I would like to enhance this by allowing frames to have arbitrarily defined durations. So if I have a set of frames and durations:

name           duration

frame_one      0.2
frame_two      1.1
frame_three    1.0
frame_four     0.75
frame_five     1.4


and a value indicating the animation's progress, how can I determine which frame to display?

Thanks!

though james answer is right you can also get to where you want using my implementation

void update(float dt)
{
nextframe -= dt;
while (nextframe < 0)
{
nextframe += frametime[frame_index];
display_frame(frame[frame_index]);
}
}

• To expand on what Gajet wrote there, what he's proposing is that you keep track of two values: the current frame index and the time remaining until the next frame should be displayed. Each frame, you need to decrement the time remaining, and should that drop beneath zero, you increment your frame index by one and append the new time to next frame. The only thing missing is handling the case where enough time has passed to advance more than one frame. if(nextframe<0) should be while(nextframe<0) to deal with that. May 22 '11 at 20:16
• That would work if the update() method receives a dt value. However, the value this one receives is a float from 0 to 1 indicating the animation's progress e.g. if the animation length is eight seconds, and we are four seconds in, update(time) will be called with a value of 0.5 for time. May 25 '11 at 18:24
• @Chris: tanx for comment and i've applied your change. May 25 '11 at 18:29
• @glory fish: if you receive the progress your animation made so far then you can change frame every time input is grater than 1 or if your problem is your class works with some static frame time you can always check if dt*staticFrameTime >= currentFrameTime May 25 '11 at 18:32
• @gajet Ahh, in that case your function is effectively random access, which means you'll have to search for your frame. Best thing to do is convert your time deltas in the source array into timestamps (by summing the lengths of all the keys before it), and then conduct a binary search to find the key at the given time. To deal with the time format, you can either multiply up the incoming 0-1 by the animation duration on the way into the function, or normalize the timestamps ahead of time.
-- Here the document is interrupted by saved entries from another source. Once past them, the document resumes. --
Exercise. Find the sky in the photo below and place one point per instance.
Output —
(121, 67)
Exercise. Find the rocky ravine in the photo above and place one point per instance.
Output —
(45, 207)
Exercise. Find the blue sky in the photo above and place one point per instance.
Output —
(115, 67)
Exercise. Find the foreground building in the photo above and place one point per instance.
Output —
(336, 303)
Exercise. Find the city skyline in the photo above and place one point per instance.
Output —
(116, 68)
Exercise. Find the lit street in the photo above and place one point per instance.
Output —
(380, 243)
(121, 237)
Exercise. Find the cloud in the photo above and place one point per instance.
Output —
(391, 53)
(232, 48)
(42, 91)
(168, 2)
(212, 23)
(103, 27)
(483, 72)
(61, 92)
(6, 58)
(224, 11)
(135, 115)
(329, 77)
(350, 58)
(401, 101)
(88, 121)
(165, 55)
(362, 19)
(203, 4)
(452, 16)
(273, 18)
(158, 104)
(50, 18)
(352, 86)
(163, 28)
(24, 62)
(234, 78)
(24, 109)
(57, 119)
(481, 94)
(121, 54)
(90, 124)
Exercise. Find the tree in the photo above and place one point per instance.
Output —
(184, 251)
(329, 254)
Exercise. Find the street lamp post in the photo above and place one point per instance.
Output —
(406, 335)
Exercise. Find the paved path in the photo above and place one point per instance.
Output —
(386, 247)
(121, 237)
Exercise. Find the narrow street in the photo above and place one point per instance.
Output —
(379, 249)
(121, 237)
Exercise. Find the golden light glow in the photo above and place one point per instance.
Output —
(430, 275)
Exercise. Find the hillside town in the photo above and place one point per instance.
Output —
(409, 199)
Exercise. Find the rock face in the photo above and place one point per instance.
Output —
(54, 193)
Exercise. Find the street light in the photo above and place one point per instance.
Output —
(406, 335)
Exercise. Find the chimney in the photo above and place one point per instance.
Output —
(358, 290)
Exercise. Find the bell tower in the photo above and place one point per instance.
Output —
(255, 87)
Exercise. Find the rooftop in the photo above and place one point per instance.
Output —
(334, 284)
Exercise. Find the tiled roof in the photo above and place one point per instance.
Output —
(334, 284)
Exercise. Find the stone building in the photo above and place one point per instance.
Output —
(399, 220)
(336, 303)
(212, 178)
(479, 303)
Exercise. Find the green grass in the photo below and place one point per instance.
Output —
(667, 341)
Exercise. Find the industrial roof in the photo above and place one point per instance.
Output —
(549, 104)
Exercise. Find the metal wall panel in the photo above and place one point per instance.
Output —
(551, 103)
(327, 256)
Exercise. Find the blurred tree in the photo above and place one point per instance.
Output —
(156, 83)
Jun 3 '11 at 7:23

While probably not that optimized, this would move to the next frame when the time value was beyond the sum of the durations of each frame.

update(time)
{
frames // an array of animation frames
fFrameLength = 0;
foreach(frame in frames)
{
fFrameLength += frame.duration
if ( time * animation_length < fFrameLength )
display_frame(frame)
}
}

• hum time is supposed to be a float comprised between 0 and 1, whereas the total of durations (fFrameLength in your example) is not supposed to be comprised between 0 and 1 from what I understood. Thus your script need to be slightly modified. May 21 '11 at 0:00
• I guess that if ( time * animation_length < fFrameLength ) should fix the problem. May 21 '11 at 0:21
• Adjusted based on this info. I just missed it some how, even reading it twice after reading the comments I missed that the time float is a percentile of the animations position. May 22 '11 at 6:39
• Yeah it's an unusual arrangement. Specifically I am attempting to enhance cocos2d's CCActionInterval to support heterogeneous frame durations. I am considering not trying to implement it as an interval action and instead using a standard non-sequenceable action wich would give the update method a more typical dt value and would make everything a lot simpler. May 25 '11 at 18:27
• @GloryFish I think this would be a potential trade off you would want to do some benchmarking around. You would save some math overhead doing this but I am not sure if the interval actions vs non-sequence-able actions change would end up eating any benefits.. Of course, ease in programming is also a consideration to keep in mind ;) PS: I actually up-voted Gajet's answer as it looked more efficient. May 25 '11 at 18:47

Usually what I do in these kinds of situations is basically do what you do in the first loop, but insert an abstraction between "frame number" and "texture asset" (or UVs, if you will).

Basically, change frames[current_frame_index] to do a lookup in a table that you define for a given animation. You can set up a data structure that still works in "frames", but maybe with a higher frame rate to give you more precision.

A simple example would be something like this:

animation_frame | texture_index
0               | 0
1-8             | 1
9-12            | 2
etc


You can convert that to a list so you can do a lookup by animation frame index into texture index.